On 1 October I sent a petition, at Sophie’s instigation and virtually in her words, to her brother Willem Alexander the new king. In it I stated that I had no desire to return to the Gold Coast. I drew his attention to the impasse in Kwame’s prospects and also mentioned the persecution of Christians at Kumasi, the unfavourable forecasts for mining in that region, the high number of casualties and the minimal yields of the Dabokrom undertaking. I wrote that the notion of returning to my native country was distasteful to me, and requested him to secure me a position, of any kind, that would keep me in Holland. When a satisfactory reply did not arrive, Sophie rose up in arms. Only the previous day a most disturbing letter had come from Elmina in which Kwame claimed to have met my aunt, his mother. Sophie thought it wise, in the circumstances, for me to refuse to return to Holland unless I received guarantees for my future as well as the king’s personal assurance that I would be permitted to reside there permanently. On 23 January 1850, I did as she had suggested.
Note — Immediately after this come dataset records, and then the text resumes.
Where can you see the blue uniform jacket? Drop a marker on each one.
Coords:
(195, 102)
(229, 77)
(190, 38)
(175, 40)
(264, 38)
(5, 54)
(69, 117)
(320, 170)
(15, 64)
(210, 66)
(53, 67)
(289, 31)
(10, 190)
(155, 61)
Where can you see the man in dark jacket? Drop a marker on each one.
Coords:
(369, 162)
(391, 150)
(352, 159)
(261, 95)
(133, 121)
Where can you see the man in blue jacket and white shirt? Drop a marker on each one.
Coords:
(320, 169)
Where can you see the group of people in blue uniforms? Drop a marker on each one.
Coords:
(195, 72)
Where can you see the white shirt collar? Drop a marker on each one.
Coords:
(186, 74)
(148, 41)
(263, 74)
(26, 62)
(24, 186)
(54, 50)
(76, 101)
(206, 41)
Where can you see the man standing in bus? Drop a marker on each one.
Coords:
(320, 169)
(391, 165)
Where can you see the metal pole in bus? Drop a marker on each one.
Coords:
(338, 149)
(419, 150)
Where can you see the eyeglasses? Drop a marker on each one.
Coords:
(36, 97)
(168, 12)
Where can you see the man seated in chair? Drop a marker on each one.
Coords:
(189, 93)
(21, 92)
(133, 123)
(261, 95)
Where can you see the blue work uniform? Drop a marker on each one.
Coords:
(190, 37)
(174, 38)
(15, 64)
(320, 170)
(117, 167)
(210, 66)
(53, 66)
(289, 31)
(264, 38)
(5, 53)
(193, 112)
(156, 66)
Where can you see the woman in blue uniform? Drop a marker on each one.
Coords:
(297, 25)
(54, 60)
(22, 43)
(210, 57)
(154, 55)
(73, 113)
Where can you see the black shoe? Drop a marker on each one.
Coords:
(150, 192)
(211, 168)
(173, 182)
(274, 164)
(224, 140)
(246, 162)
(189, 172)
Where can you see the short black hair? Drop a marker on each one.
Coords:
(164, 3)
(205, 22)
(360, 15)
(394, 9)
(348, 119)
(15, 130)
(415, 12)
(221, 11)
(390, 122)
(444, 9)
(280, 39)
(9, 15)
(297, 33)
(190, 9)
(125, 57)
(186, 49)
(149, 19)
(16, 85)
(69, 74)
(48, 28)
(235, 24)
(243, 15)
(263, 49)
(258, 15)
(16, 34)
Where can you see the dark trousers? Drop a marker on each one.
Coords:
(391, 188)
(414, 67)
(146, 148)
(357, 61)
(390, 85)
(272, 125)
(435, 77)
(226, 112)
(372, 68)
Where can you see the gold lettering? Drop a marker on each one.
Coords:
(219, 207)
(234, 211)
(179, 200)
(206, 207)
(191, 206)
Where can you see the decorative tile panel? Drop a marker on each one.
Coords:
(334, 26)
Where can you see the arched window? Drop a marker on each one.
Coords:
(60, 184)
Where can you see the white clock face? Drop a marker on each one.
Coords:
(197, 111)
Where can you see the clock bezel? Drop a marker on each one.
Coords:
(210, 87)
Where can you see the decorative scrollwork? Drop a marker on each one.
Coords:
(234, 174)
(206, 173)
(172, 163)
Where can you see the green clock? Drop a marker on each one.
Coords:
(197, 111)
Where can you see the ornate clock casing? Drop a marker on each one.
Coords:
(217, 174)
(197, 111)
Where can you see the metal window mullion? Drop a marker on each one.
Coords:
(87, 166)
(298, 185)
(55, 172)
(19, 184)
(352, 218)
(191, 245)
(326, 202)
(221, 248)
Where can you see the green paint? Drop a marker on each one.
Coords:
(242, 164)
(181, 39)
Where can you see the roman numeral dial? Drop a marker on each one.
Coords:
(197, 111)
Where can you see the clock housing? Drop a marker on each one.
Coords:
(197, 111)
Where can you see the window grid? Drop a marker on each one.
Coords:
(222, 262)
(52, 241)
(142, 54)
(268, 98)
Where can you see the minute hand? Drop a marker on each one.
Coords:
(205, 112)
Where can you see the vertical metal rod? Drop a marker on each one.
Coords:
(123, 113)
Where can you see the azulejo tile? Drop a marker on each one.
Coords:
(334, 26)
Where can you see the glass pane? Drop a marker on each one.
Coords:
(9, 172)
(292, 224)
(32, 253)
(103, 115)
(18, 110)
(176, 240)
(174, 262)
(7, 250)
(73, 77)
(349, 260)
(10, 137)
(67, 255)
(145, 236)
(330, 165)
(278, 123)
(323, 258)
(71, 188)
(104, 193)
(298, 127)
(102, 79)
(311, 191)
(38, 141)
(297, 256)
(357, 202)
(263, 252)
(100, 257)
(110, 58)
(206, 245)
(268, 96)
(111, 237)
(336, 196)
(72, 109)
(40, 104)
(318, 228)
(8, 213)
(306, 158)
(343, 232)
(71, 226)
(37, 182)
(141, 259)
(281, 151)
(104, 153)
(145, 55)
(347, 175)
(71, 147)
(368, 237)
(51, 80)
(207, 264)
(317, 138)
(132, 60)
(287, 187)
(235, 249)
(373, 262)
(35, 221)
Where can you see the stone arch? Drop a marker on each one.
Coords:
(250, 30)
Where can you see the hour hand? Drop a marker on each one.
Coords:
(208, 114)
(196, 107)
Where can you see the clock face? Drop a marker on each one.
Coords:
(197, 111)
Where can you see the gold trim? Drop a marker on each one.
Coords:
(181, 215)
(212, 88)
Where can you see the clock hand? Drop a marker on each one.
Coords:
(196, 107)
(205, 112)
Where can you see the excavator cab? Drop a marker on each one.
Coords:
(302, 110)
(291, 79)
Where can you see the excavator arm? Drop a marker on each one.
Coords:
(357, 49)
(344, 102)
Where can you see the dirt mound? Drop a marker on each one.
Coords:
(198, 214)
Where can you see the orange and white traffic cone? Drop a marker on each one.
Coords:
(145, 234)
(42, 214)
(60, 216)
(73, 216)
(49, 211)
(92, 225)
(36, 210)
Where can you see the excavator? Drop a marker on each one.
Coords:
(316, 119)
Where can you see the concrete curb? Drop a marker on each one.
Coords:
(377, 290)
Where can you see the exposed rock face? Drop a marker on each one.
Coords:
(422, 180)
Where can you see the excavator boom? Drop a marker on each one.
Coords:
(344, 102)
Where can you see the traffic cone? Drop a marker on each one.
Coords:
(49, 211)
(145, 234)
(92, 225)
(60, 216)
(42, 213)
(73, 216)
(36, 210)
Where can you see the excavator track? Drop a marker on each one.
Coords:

One week later I received a missive granting my wishes. I wrote this happy news to Kwame at once, in the hope that it would please him and that it might make him realize that he too could come back to Europe if he chose. That his second fatherland would welcome him with open arms.

I had run out of reasons to postpone my return to Holland. Sophie took my arm, and we took a final walk in the Buchenwald which lasted several hours.

I arrived in Delft at the end of February. The news of Kwame’s death reached me earlier than his final letters. It was brought to me by courier on 6 March. I was racked with self-recrimination. I made frantic efforts to discover whether he had lived to read the last letters I had written, and if so whether my tidings had disheartened him. No one knew. None of my letters were found amongst his possessions. One of the sergeants who had been stationed in Elmina at the time gave me the following account. On the day before Kwame died he came across my cousin sitting on the battlement of the left tower in the fort. Next to him lay an open portfolio containing all his private papers, among which the sergeant noted his army commission, some certificates and a batch of personal correspondence. One by one he was throwing the sheets out to sea. When questioned as to his motives he merely said, “I am setting all the words free.”

“Why?” I asked the sergeant, an ingenuous young man, little more than a boy, “why was his irrational behaviour not taken as a warning that he needed surveillance and protection against himself?”

All the soldier said, his voice faltering, was, “Indeed, sir, but you see, the prince looked so utterly content.”

“The tree has fallen,” I wrote to Sophie, aching with regret at having ever left Weimar. The very night that I received the terrible news, my heart turned against Delft. After all the trouble I had taken to secure my permanent domicile in Holland, my soul was lacerated by thoughts of Kwame. I was lying in bed in our old room at the boarding school. Everything around me, even the squeak of the springs when I turned over in the night, reminded me of my dead friend. The mirrors had been draped with cloths. The curtains remained shut. And then there was Mrs. van Moock’s grief-stricken look in the morning, the stunned silence of her husband. The headmaster cancelled the lessons and sat by the fire all day, as pale as parchment. Bertha sobbed in the corridor from morning till night. As for me, I found refuge in church.

A memorial service was held in the Old Church, during which I sat alone in the front pew. Mrs. van Moock insisted on sitting further back with her husband, so that she could flee if the emotion became too much for her. Our former classmates were no longer living in Delft. A few pews behind me I glimpsed only the faces of local shopkeepers, whom I suspected of unwholesome curiosity.